Army Col. Myles Caggins, a U.S. military spokesperson in Iraq, said on Twitter that more than 15 small rockets hit Iraq’s Camp Taji base. He provided no details. Another U.S. official said that as many as 30 rockets were fired from a truck launcher, and 18 hit the base.

Officials did not say what group they believe launched the rocket attack, but Kataib Hezbollah or another Iranian-backed Shia militia group is likely.

Camp Taji, located just north of Baghdad, has been used as a training base for a number of years. There are as many as 6,000 U.S. troops in Iraq, training and advising Iraqi forces and conducting counterterror missions.

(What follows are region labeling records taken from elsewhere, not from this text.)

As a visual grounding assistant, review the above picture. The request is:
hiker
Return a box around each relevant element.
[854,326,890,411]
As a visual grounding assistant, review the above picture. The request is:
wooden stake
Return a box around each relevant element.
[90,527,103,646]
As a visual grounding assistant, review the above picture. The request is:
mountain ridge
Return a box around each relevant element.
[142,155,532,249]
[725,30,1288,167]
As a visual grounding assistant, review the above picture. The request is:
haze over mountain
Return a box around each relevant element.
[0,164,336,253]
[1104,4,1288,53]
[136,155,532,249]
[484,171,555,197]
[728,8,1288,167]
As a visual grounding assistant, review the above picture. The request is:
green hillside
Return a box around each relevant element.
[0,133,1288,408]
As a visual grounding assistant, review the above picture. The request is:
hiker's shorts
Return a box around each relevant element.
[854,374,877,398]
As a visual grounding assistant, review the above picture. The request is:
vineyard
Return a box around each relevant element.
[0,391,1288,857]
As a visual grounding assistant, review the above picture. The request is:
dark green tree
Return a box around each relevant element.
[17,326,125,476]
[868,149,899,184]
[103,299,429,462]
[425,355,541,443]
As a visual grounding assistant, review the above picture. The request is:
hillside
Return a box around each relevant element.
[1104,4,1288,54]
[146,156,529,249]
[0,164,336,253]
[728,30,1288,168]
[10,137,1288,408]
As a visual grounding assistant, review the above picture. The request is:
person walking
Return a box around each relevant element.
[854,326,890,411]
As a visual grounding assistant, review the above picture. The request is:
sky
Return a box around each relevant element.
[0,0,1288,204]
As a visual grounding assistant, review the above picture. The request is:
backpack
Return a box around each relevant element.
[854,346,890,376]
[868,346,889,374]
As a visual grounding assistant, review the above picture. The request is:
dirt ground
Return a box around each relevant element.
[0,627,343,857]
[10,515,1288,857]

Kataib Hezbollah was responsible for a late December rocket attack on a military base in Kirkuk that killed a U.S. contractor, prompting American military strikes in response.

That, in turn, led to protests at the U.S. embassy in Baghdad. They were followed January 3 by a U.S. airstrike that killed Iran’s most powerful military officer, Gen. Qassem Soleimani, and Abu Mahdi al-Muhandis,a leader of the Iran-backed militias in Iraq, of which Kataib Hezbollah is a member.

Kataib Hezbollah has been designated a “foreign terrorist organization” by the State Department since 2009.

Later Wednesday, Syrian opposition activists and a war monitor reported an airstrike that targeted Iranian militia positions along the Iraq-Syria border.

The Syrian Observatory for Human Rights reported 10 airstrikes carried out by three unidentified aircraft that targeted pro-Iran militias in the Boukamal region in eastern Syria, near the border with Iraq. The Britain-based Observatory which monitors the Syria war through a network of activists on the ground said at least 10 explosions were heard in the region but said there was no immediate word on casualties.

U.S. officials said the strike was not related to the Taji base strike at all. But, it was not immediately clear who conducted the attack.

Syrian activist Omar Abu Layla said the unidentified airstrike targeted Iranian militia positions in the Boukamal region.

Syrian state-run media also reported an aerial attack in the Boukamal region near the Iraqi border that caused material damage.